One after one, county employees and people from the public expressed their concerns to the Marshall County Board of Supervisors Tuesday about the proposed sharing agreement of Geographic Information Services and director Wayne Chizek with Boone County.
Boone County approached Marshall County seeking to share Chizek.
As a way to save the county half of Chizek's pay and benefits, Marshall County is looking into the proposal. The local GIS department provides maps and other data to the county, public and businesses.
T-R PHOTO BY ANDREW POTTER
Wayne Chizek, right, director of Geographic Information Systems with Marshall County, talks during the Tuesday meeting of the Marshall County Board of Supervisors. From left are supervisors Dave Thompson, Denny Grabenbauer and Deane Adams.
It appears many who deal with the GIS department in Marshall County are worried local services would be affected if Chizek could no longer devote his complete attention to the county.
"What I see here is Boone County wins and Marshall County loses and I don't want that," said local attorney Brad Rutherford.
After meeting with Boone County officials, Chizek seemed skeptical that the proposal would work and compared how they did business to how Marshall County does business to "apples and oranges." He appeared to have some apprehension on the time needed to take on both jobs.
"I do have some concerns there," Chizek said.
A total of 10 people aside from Chizek and the supervisors talked about the issue at the meeting as the supervisors sought public input.
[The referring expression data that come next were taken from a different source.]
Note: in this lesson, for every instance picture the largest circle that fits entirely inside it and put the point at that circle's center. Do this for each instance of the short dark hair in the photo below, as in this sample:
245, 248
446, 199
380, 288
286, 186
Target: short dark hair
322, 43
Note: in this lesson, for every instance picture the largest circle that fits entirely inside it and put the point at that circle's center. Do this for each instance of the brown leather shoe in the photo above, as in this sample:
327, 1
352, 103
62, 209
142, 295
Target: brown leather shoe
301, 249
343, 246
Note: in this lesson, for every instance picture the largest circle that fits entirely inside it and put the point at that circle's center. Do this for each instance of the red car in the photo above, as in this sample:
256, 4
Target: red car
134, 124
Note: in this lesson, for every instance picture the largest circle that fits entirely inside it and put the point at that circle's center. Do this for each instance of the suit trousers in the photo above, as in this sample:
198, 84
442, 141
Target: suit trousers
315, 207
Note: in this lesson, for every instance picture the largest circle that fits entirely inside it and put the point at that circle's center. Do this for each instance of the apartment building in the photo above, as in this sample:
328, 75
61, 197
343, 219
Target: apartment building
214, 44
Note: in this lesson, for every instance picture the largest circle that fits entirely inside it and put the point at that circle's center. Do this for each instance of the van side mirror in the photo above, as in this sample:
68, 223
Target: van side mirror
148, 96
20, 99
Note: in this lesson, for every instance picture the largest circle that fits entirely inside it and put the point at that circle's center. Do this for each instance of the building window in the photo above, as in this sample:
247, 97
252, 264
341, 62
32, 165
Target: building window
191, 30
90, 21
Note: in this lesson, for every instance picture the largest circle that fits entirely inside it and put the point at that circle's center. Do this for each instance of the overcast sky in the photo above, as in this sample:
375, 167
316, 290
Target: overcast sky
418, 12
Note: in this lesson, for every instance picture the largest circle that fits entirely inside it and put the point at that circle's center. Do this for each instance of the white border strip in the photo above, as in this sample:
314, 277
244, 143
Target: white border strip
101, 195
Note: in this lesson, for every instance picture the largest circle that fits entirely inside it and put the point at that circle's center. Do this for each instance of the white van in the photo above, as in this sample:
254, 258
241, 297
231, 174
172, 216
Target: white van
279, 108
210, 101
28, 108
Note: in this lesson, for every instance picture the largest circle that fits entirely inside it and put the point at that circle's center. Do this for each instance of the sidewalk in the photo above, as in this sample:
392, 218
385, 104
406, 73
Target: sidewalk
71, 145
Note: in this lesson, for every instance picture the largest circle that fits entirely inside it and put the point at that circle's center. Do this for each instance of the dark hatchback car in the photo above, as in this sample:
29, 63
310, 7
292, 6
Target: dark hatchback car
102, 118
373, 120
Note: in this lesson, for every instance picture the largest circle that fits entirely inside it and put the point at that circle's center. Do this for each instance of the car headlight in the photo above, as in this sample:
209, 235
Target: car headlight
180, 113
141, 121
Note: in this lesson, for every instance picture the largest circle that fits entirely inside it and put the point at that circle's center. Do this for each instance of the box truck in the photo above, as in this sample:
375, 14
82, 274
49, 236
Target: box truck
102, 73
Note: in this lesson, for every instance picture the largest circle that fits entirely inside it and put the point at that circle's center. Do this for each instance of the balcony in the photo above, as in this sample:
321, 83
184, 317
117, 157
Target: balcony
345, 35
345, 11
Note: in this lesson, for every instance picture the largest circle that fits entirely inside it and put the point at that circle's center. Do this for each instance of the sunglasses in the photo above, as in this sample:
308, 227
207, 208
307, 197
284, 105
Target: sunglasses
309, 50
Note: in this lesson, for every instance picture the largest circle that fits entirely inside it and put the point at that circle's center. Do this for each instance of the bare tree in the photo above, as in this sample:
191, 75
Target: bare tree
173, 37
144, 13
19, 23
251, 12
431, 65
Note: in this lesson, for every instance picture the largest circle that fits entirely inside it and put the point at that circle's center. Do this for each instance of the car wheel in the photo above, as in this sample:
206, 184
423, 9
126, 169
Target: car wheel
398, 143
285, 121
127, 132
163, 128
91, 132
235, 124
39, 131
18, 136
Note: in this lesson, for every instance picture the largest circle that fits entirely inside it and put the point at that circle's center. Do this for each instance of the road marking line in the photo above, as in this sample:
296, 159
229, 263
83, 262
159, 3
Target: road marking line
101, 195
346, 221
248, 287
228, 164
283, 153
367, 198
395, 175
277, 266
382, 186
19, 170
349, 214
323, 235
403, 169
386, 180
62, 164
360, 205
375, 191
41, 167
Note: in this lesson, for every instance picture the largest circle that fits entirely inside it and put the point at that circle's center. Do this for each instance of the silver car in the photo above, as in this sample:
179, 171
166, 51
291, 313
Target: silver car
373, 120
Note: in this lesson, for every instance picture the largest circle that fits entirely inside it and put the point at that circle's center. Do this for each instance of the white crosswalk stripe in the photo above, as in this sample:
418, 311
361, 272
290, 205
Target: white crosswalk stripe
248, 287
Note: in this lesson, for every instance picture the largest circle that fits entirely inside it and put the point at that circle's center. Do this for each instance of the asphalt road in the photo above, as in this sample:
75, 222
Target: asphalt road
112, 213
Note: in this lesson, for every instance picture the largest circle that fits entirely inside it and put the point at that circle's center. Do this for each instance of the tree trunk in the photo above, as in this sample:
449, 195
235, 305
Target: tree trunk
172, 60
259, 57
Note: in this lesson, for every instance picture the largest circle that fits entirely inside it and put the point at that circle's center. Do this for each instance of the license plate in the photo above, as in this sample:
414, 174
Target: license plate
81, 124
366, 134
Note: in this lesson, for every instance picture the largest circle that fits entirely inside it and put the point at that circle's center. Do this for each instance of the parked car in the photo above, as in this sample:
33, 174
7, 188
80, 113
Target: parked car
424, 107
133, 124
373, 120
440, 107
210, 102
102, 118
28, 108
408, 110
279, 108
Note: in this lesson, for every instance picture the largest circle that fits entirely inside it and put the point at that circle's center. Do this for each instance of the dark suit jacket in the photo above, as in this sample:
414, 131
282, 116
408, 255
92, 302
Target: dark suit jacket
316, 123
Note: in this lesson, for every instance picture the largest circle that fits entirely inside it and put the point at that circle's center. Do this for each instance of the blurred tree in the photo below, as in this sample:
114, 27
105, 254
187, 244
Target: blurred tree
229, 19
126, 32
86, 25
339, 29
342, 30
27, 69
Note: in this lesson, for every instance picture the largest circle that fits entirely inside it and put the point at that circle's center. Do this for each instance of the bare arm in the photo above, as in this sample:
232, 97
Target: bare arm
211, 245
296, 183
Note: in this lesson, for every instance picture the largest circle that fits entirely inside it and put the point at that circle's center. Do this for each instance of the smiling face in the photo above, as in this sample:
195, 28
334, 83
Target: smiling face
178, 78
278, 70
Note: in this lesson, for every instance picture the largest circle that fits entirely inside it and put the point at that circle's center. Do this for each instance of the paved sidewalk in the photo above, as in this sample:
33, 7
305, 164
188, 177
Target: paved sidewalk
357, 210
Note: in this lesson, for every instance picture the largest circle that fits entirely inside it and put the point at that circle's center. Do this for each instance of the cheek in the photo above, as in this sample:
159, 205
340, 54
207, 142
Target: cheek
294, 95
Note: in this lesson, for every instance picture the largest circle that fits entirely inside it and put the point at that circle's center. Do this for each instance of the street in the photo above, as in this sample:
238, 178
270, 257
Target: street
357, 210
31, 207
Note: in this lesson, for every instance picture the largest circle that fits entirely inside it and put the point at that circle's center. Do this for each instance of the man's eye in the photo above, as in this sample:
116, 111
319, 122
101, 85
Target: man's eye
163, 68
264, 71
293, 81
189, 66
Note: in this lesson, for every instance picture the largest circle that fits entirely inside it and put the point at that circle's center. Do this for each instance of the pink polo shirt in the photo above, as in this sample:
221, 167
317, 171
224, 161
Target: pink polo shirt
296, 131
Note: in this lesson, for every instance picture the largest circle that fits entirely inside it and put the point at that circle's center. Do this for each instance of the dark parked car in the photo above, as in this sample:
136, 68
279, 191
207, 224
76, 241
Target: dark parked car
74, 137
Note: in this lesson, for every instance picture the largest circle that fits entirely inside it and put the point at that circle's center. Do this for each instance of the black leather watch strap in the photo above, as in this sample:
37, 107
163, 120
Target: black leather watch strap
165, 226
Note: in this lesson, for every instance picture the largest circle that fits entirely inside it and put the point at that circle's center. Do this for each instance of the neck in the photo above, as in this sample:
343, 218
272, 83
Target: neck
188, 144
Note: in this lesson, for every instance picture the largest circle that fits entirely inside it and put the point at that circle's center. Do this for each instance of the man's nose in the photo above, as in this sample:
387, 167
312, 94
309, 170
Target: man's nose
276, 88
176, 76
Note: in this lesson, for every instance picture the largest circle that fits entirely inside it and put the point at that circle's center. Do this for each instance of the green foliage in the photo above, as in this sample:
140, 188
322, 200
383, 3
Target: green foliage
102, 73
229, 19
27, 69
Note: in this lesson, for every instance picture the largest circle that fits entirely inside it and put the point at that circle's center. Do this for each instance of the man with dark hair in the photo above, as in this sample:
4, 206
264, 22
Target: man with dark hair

Most who talked were not fond of the idea of having Chizek being shared with another county.
The supervisors will take the comments under consideration but still plan to meet with Boone County to talk over a possible proposal.
"Our biggest job is the budget," said Denny Grabenbauer, chair of the supervisors. "We've got to look at the bottom line."
Supervisor Deane Adams said in the proposal Marshall County has to benefit or he won't approve it.
"If that can't come out of here, then my vote would be 'no,'" Adams said.
In other discussion, Scott Williams, information technology director with the county, said he is having trouble keeping and attracting talented employees due to low salaries and wants the supervisors to look into ways to set higher salaries for his staff.
"We're not keeping pace with what the industry is doing," Williams said.